There are situations where Level 1 casing reaming could save up to 50 percent of the time or more.
In the BHA
Reamer shoeTo be able to ream casing down, you must plan to use a proper reamer shoe. Fixed on Casing or Liner strings, it is designed according to your application needs, and to minimize ECD and maximize Flow-By.
The reamer shoe has a cutting/reaming structure that re-establishes the hole size. The dynamically directed flow ports overcome difficulties when running casing and ensure effective hole cleaning.
Being easy to drill through, and part of your shoe track, the reamer shoe is mostly equipped with high strength profiled alloy front (“the nose”) drillable with standard PDC or Rollercone bits. The exact nature of the well section determines which style of shoe is most appropriate, and similarly, the choice of cutting structure depends on the type of obstructions likely to be encountered.
Some reamer shoes are able to cut and drill thru formations as well (HD versions), so running parameters and aggressiveness of the ream shoe should be proper planned and optimized.
Example of reamer shoe: Pen-O-Trator (DHP)
CentralizersDepending on well sections and applications, you need to plan the most suitable centralizers for your reaming job.
A casing centralizer well secured around the joint will keep the casing from contacting the wellbore walls and prevent differential sticking. Casing centralization is also one of the key elements in generating a quality cementing job by preventing poor areal isolation.

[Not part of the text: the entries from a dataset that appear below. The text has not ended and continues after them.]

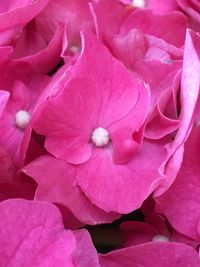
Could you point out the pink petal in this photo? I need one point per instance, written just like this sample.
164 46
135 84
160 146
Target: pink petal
165 254
32 234
158 25
33 49
59 186
88 256
69 129
75 15
180 203
189 96
21 13
121 132
122 188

Term of standoff is related to casing centralization and represents the extent to which the casing string is centered. When the casing is perfectly centered in the wellbore, the standoff is 100%. 0% standoff means your casing touches the wellbore. The goal is always to provide a positive standoff with a maximum torque&drag reduction and maximum flow-by.
On the surface
The most important equipment on the surface is, without any doubt, the OWS CRTi/e tools designed for casing running, reaming or drilling with top drive equipped rigs. It enables connection make up, break out, circulation and rotation and assists in getting your casing to TD the first time, reducing non-productive time and associated costs.
Casing reaming needs to be taken into consideration in the planning phase of the project. Through torque and drag analysis in the planning stage, well engineers have to assess if the casing connection is able to withstand the combined mechanical stresses induced by reaming down the casing.
If heavy reaming is expected, fatigue analysis of the connection will have to be performed using fatigue performance data from the casing supplier.
API casing connections are limited when casing reaming is required, and most of the applications will probably require premium connections.
Cut casing running costs
For low to high angled sections, when reaming is expected, a CRTi system and a Ream Shoe is highly recommended to be in place. The extra costs of the ‘reaming equipment’ is low compared to the risk (real costs...) of not reaching planned TD or jeopardizing the integrity of your wellbore.
A fresh example from an onshore rig in South-Eastern Europe illustrates the economical aspects:
With a rig cost at 1500 €/hour, the client was trying to reach TD conventionally for many hours without succeeding. The operator washed down casing (‘reaming’ with a standard float shoe…) for more than 26 hours, and the shoe was finally set 30 meters higher than planned final TD.
On the next well in the same cluster, with similar section TD and geological setup, the operator spent 6000€ extra on a ream shoe, and accessed OWS CRTi system.
This simple solution brought them savings of more than 30k€, and section was "closed" at the planned TD, followed by a successful cementing job.